I'm working on a Bach minuet, an etude, and the E flat major scale. I learn a new scale every few weeks, and I've racked up quite a few. I like scales. Nothing has helped me attack my intonation problems more than scales, and I also use them to practice vibrato, shifts, extensions, and bow direction changes.
Lately, whenever he assigns me a new piece, Ben asks me how I might go about learning it. Since I have two years' worth of study under my belt, I seem to have learned enough about practice approach to have a little more say in it. The layering method is working well for me, and really helps avoid mindless practice that usually results in frustration rather than progress. So when I tell him my plan, it's in that framework.

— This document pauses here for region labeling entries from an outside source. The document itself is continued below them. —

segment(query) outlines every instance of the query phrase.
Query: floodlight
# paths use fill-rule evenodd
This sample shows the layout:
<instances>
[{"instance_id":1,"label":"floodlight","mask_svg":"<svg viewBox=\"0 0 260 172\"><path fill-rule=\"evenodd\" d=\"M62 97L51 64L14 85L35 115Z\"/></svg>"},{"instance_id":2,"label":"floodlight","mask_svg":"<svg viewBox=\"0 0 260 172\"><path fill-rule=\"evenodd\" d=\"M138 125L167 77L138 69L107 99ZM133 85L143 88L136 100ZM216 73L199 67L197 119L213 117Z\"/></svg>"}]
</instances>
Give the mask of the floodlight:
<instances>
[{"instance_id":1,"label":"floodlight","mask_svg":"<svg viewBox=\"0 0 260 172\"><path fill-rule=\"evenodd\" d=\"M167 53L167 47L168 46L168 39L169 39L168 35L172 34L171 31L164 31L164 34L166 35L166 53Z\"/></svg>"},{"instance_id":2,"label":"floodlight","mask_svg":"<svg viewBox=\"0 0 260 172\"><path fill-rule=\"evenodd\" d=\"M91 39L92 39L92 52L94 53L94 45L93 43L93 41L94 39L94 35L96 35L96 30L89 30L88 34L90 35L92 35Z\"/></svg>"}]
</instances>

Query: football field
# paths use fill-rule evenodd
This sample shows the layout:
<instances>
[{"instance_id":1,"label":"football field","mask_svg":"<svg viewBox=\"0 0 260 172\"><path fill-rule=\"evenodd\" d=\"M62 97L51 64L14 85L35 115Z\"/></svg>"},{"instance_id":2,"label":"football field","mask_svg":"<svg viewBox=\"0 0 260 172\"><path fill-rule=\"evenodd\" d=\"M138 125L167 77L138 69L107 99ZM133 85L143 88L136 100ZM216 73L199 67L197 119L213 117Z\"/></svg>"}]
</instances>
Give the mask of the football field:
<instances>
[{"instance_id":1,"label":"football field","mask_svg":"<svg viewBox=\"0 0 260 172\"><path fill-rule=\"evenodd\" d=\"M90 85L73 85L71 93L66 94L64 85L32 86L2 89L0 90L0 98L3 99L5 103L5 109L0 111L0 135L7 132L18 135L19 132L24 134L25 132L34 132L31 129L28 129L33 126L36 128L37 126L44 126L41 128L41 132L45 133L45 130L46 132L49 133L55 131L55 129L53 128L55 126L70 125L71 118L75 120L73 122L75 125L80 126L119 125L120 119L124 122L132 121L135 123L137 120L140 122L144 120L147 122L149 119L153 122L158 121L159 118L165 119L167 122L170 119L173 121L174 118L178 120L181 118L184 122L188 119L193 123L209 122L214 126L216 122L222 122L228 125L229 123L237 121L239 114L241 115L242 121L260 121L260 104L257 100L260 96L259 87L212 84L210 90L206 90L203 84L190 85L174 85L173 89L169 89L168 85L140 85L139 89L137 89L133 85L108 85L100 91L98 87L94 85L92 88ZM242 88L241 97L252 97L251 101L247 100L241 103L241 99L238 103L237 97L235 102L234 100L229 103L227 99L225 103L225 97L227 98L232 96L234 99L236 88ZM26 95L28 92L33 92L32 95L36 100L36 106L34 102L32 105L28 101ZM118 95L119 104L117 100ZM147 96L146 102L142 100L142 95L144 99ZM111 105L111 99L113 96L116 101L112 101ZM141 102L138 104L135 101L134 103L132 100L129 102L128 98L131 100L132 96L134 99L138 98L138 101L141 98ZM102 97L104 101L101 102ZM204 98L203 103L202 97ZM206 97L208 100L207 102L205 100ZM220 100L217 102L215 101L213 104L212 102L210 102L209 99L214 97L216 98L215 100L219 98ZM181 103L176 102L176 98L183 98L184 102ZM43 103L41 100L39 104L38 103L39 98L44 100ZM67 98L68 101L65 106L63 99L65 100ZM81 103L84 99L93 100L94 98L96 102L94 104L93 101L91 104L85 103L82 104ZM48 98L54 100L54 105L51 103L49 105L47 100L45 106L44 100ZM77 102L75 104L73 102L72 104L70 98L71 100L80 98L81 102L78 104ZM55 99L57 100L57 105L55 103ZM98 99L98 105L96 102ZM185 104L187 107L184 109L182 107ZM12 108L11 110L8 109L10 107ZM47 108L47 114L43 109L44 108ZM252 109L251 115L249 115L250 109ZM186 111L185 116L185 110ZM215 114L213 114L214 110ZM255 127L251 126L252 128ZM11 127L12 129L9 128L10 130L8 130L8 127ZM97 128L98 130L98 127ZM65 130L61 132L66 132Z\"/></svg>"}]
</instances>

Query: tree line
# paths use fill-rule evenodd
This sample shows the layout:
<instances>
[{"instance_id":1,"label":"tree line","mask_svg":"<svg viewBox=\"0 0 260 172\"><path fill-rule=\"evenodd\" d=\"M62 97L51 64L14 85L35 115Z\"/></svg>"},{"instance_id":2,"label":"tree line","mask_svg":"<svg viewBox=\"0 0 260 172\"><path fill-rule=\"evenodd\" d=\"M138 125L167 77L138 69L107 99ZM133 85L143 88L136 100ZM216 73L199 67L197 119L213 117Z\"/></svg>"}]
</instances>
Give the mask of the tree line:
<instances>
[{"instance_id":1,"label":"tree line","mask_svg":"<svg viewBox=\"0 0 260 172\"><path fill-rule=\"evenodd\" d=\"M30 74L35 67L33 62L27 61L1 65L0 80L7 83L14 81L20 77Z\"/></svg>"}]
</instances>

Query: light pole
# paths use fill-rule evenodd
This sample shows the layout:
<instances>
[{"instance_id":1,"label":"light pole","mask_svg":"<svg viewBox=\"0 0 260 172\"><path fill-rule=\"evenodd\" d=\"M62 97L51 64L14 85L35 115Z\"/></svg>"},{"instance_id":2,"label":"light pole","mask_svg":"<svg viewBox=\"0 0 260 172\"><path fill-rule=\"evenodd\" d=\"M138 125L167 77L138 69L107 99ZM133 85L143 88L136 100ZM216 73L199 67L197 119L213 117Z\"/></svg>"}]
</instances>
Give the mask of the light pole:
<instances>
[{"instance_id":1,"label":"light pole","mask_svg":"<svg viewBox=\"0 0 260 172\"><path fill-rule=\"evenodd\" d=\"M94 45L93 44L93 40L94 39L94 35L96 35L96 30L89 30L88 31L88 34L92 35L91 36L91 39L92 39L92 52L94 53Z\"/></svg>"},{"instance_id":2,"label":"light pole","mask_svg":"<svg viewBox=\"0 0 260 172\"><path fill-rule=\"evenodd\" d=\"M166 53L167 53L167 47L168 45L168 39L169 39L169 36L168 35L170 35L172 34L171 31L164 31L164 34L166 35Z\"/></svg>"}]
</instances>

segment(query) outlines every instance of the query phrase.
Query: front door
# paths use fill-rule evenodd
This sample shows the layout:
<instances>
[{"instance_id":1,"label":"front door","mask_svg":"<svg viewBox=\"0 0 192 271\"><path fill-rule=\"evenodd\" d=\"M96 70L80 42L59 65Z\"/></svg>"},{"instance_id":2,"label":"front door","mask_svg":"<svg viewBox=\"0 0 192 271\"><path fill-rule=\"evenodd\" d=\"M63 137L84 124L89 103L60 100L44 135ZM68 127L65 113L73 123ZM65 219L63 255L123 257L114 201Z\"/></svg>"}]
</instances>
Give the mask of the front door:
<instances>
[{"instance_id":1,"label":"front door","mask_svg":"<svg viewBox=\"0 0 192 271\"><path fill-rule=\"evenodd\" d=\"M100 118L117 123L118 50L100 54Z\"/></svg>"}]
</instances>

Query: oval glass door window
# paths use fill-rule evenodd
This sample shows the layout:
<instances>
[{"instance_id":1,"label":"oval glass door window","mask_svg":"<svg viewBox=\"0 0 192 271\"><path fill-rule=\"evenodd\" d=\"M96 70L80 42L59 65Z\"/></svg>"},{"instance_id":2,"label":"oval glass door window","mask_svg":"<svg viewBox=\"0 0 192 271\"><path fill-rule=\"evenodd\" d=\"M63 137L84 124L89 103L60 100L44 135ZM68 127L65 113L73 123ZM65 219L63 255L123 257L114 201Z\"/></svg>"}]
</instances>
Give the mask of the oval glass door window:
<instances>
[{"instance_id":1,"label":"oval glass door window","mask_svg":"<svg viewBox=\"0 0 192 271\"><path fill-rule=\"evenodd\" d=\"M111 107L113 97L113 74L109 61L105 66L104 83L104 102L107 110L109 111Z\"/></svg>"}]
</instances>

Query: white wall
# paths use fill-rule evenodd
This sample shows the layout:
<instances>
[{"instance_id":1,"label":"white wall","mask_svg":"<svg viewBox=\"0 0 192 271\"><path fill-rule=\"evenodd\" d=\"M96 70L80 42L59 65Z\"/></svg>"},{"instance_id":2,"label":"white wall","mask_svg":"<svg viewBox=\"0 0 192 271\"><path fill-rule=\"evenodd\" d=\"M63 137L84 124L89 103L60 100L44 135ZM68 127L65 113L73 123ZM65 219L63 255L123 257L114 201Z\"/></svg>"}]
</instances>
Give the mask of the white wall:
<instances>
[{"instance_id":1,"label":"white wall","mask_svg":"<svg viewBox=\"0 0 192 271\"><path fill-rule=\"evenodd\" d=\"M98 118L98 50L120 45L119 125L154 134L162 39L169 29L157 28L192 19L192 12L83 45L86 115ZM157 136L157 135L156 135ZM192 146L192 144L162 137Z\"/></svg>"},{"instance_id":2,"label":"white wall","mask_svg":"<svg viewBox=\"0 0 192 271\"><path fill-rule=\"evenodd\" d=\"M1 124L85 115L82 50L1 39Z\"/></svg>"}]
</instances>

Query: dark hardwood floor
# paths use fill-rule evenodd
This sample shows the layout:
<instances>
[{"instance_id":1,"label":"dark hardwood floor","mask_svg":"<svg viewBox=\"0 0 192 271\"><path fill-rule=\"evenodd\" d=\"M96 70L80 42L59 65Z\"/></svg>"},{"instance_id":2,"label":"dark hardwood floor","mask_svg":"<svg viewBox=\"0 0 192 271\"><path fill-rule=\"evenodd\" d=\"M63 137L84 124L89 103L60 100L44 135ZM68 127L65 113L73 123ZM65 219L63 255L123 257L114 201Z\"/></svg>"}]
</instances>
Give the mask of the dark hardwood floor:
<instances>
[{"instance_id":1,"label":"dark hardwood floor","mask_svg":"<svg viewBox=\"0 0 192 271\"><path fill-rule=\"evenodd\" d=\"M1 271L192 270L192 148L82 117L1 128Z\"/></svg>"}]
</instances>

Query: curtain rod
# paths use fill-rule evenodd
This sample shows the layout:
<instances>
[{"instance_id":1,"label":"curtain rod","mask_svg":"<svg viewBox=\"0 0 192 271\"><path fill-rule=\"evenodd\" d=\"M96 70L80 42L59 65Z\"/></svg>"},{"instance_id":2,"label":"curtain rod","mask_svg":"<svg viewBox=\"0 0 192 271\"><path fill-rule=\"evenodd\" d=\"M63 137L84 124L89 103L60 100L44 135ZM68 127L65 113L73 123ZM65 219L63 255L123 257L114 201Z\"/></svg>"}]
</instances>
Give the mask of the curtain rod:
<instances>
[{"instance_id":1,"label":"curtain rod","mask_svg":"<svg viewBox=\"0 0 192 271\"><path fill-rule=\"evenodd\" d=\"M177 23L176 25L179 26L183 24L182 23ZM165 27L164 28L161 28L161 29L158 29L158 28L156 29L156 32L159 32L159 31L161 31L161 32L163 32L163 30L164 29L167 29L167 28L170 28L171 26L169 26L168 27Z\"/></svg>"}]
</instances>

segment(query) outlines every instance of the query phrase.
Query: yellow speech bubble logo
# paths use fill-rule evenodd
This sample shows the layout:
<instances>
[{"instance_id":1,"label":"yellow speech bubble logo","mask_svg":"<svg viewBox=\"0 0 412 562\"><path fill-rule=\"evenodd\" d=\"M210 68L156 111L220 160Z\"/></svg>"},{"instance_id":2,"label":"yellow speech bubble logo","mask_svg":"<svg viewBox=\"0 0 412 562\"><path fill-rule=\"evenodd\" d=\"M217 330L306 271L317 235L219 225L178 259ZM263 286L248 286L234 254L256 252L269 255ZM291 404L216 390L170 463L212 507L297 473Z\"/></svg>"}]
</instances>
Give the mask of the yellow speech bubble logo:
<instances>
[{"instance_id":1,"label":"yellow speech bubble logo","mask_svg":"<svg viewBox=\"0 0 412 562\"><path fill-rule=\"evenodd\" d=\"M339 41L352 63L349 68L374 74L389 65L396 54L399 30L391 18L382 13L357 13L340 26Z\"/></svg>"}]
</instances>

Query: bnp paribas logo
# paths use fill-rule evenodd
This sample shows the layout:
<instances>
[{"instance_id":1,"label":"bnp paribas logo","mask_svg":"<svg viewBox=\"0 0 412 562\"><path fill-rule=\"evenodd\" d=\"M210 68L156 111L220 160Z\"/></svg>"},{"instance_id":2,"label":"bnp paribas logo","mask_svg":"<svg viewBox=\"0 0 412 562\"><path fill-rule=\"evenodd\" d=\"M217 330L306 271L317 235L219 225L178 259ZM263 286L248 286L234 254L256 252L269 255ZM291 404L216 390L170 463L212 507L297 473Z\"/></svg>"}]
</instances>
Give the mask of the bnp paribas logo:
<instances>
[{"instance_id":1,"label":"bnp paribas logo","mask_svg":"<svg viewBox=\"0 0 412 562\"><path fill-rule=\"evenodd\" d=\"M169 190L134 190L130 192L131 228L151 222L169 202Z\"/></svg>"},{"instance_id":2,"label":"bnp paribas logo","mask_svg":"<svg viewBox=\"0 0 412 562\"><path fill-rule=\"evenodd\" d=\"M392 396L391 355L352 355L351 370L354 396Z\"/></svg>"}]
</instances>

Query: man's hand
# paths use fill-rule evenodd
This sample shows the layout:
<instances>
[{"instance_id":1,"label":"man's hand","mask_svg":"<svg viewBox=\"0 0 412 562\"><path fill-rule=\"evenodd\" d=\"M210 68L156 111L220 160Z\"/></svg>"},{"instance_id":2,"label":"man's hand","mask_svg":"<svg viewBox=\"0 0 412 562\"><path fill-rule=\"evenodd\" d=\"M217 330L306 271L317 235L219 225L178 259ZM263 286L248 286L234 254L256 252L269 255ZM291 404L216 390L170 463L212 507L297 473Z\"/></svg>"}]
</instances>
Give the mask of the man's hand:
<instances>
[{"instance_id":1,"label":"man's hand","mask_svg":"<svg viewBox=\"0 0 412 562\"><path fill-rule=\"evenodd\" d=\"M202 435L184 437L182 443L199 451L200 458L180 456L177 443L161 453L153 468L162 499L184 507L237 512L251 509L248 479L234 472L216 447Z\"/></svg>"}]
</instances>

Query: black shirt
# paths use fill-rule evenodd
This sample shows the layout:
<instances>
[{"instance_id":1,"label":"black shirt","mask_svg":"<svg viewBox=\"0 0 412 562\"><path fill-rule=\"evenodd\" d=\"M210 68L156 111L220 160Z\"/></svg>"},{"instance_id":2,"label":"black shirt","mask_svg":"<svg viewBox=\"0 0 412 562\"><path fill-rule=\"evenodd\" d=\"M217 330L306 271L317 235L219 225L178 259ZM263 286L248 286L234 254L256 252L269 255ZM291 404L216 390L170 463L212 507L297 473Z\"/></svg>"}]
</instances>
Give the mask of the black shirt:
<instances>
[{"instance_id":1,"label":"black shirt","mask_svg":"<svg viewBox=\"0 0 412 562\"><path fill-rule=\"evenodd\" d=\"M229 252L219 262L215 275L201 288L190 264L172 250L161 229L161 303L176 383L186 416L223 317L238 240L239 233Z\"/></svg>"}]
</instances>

We've also added the "targeted approach" to the layers - once I'm familiar enough with a layer, it's time to really zero in on the details I might be tripping over. In other words, an even more thorough learning of a layer. For me, this is usually extracting a tiny section in a line to work on in isolation, and then gradually adding in a note before and after that section until the whole line is added back in. It's sounds tedious and laborious, but I don't mind it, and pieces aren't feeling so slippery under my fingers these days.
I also recently encountered an etude (Dotzauer Grant #120) that I got the hang of right away. The note pattern, slur pattern, and fingering pattern all made sense at first glance. This has never happened before. Ever. Even Ben noticed that I wasn't struggling with it.
Which isn't to say that this etude sounds good when I play it, because it doesn't. Playing the right notes at the right time with the right slurs isn't the entirety of making music. But the fact that I could analyze it and figure out the technical aspects and the structure without help is a milestone for me.
It's a nice little confidence boost to know that my usual slowness and stupidity at this cello stuff is absent for a change. It will likely come back with a vengeance, but for now, I'm enjoying the holiday away from it.